You are viewing a plain text version of this content. The canonical link for it is here.
Posted to user@nutch.apache.org by Marko Asplund <ma...@gmail.com> on 2015/03/25 08:54:00 UTC

Custom crawling application design questions

Hi,

I'm designing an application that needs to extract and analyse content and
metadata for a selected set of web pages. The page URLs are generated by an
existing application component based on information collected in a
database. After initial page analysis the application should be able to
detect changes in the pages and redo the analysis, as needed. The number of
pages is expected to grow gradually up to about 20 million.

The application considers certain subsets of URLs to be related and these
sets should be analysed and processed together when fetched content is
available. Typically, the number of URLs per subset will be from 10 to 20
and they'll often be located in the same website. For each URL subset the
application will decide which links to follow and fetch. The application
needs to extract information from the content, it can do this in the same
pass as Nutch or in an additional parsing step.

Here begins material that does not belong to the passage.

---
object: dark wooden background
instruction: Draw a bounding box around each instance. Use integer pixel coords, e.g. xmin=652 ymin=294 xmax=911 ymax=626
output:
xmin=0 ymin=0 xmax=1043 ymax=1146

Being new to Nutch, I'd like ask input from this mailing list on what would
be the best way to use and customise Nutch in this kind of scenario. Can
you give any extension point documentation and pointers to other resources
that would be relevant in this case?

So far, I've identified the following extension points that could
potentially be useful:
* URLFilter, SegmentMergeFilter or ScoringFilter: could be used for
selecting new links to fetch
* indexing filter: analysing and processing page content
* index writer: post-processing a segment and writing results

Do you think these are valid in this case?

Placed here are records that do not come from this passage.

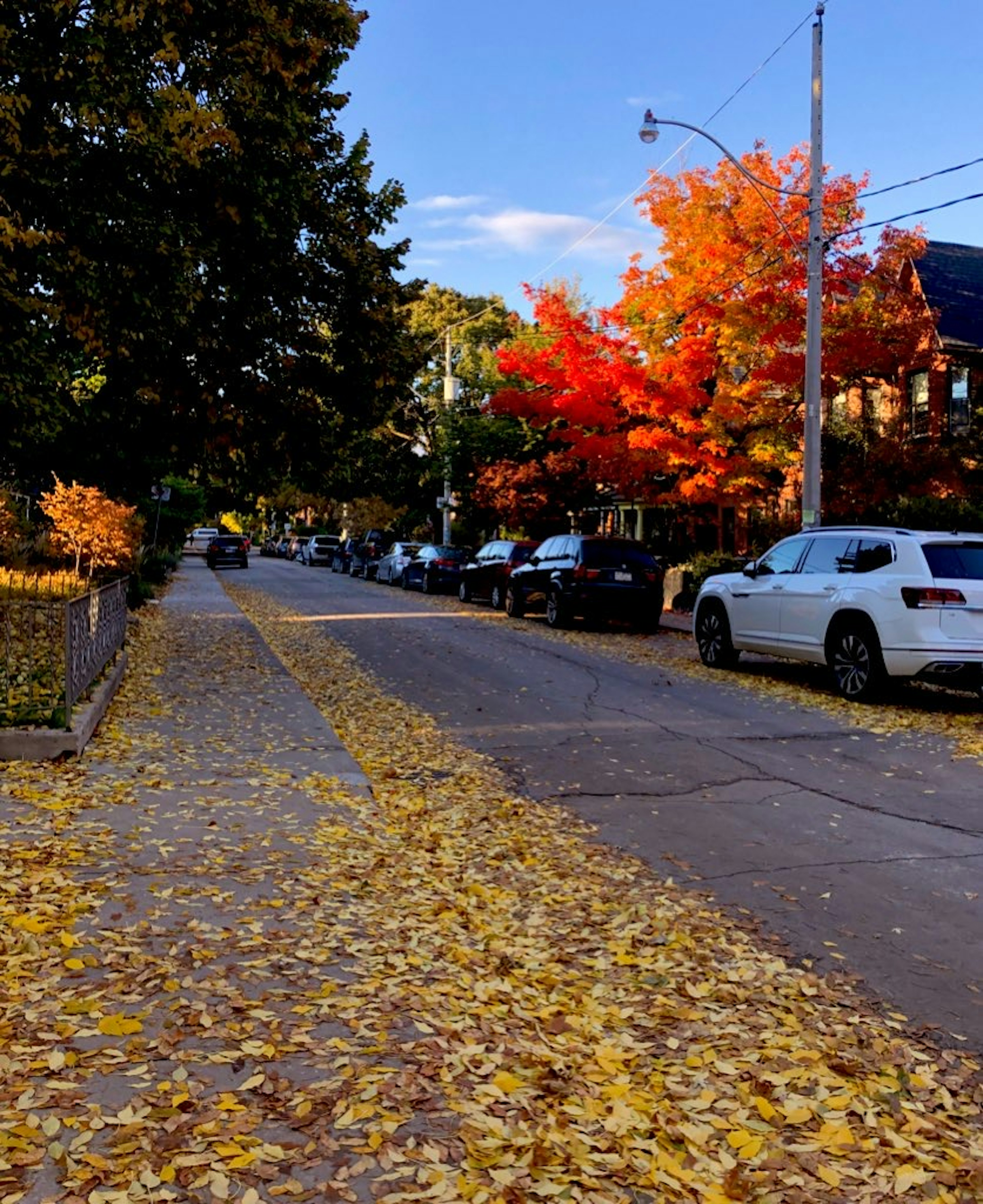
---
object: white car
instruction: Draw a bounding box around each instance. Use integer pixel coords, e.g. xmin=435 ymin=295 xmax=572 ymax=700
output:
xmin=305 ymin=535 xmax=341 ymax=565
xmin=188 ymin=527 xmax=219 ymax=548
xmin=376 ymin=541 xmax=422 ymax=585
xmin=693 ymin=526 xmax=983 ymax=701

Which Nutch version would you recommend using for new development projects?
Version 1.9 or 2.3?

Can the fetch list be dynamically changed during a crawl or can new URLs
only be added for the next crawl?

How should the URL subset concept relate to the segment concept in Nutch?
>From the application point of view, it would be simpler to make Nutch
process the subset of URLs as one segment, but this design would probably
tradeoff performance if throttling is used. Does Nutch typically process
just one segment at a time or can multiple segments be processed
concurrently with throttling performed across all segments? Or should the
concept of URL subset be implemented in the application instead and the
application be made to track when content for a particular URL subset will
be available?

best regards,

marko